RL Agents Ability To Behave More Humanly Questioned?

0
657

Researchers from Google Brain, alongside Vector Institute and the University of Toronto, displayed the entropy along with information gain and also the empowerment of RL agents correlating strongly with human behaviour similarity metrics.

In recent years reinforcement learning happened to make several achievements in areas such as providing solutions to complex solutions. Their use ranges widely from playing complex mind games to areas of high difficulty such as robotic manipulations, the agent in RL has also been able in the accomplishment of task depending upon the manually defined reward function for the same.

As per researchers’ statements designing informative rewards functions does often lead to the vast range of issues some of them being the expense is huge, highly time-consuming while execution of the task and also highly susceptible to human errors. The increase in difficulty is proportional to the complexity of the task being executed. Being inspired by such learning abilities of natural agents such as children to be able to mitigate such problems, the researchers also happen to study some of the dominant types of common intrinsic motivation.

The Mechanism Behind the Same:

To accelerate the development of the intrinsic objectives, researchers started by computation of potential goals set for the pre-collected dataset of agent behaviour and avoided proceeding ahead with the option of optimising them online and also comparing them by analysing the correlations in the same. They also happen to study three types of intrinsic motivation seeking mathematical objectives for RL that are not dependant on a specific task and applies to any type of unknown environment.

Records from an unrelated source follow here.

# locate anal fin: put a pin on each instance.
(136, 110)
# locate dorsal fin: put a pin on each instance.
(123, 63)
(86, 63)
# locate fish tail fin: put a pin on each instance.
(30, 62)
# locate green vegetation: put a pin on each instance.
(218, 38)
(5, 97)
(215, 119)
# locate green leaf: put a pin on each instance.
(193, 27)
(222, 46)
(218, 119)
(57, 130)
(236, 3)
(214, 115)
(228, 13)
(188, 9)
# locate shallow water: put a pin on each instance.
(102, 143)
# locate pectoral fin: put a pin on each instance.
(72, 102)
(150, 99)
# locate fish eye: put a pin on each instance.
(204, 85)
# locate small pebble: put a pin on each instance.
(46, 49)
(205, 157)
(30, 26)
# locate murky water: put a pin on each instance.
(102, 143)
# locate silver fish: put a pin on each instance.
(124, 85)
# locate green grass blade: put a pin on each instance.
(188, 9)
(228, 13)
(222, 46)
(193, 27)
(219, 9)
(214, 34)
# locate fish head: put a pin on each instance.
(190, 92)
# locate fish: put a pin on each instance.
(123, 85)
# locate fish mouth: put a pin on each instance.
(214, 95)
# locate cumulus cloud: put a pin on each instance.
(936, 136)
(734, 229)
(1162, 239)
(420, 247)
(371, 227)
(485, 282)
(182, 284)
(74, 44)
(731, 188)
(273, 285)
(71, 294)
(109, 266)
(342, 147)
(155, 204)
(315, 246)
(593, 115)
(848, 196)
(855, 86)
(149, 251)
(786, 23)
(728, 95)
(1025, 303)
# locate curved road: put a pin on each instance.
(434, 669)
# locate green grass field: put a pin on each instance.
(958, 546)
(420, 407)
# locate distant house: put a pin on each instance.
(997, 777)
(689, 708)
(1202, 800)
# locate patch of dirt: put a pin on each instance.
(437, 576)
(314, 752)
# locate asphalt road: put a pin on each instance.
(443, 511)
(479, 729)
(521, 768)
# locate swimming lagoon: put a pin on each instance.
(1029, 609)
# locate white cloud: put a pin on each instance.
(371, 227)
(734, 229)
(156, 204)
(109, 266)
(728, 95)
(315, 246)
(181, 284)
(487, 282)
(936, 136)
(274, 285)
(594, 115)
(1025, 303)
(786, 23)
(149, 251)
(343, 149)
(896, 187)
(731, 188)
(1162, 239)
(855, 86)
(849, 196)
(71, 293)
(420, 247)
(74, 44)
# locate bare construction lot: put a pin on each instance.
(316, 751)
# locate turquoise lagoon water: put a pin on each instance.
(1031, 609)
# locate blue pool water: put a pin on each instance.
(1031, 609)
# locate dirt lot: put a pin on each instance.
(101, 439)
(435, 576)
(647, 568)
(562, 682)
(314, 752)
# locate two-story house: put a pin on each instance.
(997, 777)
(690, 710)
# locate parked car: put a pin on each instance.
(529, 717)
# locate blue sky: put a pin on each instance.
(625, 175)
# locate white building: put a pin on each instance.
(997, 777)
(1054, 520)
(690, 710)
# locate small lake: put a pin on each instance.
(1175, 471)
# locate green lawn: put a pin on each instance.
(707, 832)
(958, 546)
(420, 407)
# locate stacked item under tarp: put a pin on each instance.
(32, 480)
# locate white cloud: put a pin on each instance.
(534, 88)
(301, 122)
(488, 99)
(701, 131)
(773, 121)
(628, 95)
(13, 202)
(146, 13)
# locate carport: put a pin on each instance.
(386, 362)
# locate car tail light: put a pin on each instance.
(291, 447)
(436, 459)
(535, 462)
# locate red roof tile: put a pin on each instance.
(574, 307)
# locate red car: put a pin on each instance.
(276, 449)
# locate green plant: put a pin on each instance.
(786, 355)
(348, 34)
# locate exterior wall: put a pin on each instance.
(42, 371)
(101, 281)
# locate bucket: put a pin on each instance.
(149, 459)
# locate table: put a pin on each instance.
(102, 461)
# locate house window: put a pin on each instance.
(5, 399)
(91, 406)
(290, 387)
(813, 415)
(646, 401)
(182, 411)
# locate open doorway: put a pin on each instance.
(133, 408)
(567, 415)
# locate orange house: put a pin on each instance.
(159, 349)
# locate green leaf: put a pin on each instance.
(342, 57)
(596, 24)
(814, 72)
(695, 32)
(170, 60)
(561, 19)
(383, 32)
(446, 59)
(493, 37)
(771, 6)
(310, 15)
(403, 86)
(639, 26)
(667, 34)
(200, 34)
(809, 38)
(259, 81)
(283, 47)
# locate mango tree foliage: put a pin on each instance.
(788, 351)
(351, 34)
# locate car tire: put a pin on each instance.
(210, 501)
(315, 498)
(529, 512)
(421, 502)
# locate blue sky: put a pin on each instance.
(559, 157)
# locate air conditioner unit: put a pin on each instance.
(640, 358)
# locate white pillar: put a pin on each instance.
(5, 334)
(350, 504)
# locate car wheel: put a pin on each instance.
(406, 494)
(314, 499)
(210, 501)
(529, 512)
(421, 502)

The study summarized them as follows

  • Input Entropy: This model encourages encounters with rare sensory inputs
  • Information Gain: This gained information help reward the agent for further discovering the rules of that particular environment
  • Empowerment: This helps reward the agent for enabling maximised influence over the sensory inputs or environment.

It is also noted worth for taking into consideration that whilst designing intrinsic objectives results may produce intelligent behaviour across the various fields of reinforcement learning. Furthermore, we need to have training agents to evaluate the different intrinsic objectives also leading to a slow and expensive process.

We can safely conclude that we are yet to see RL Agents on behaving more human-like without relying on task rewards at this current time but we can wait to see if the future changes the same.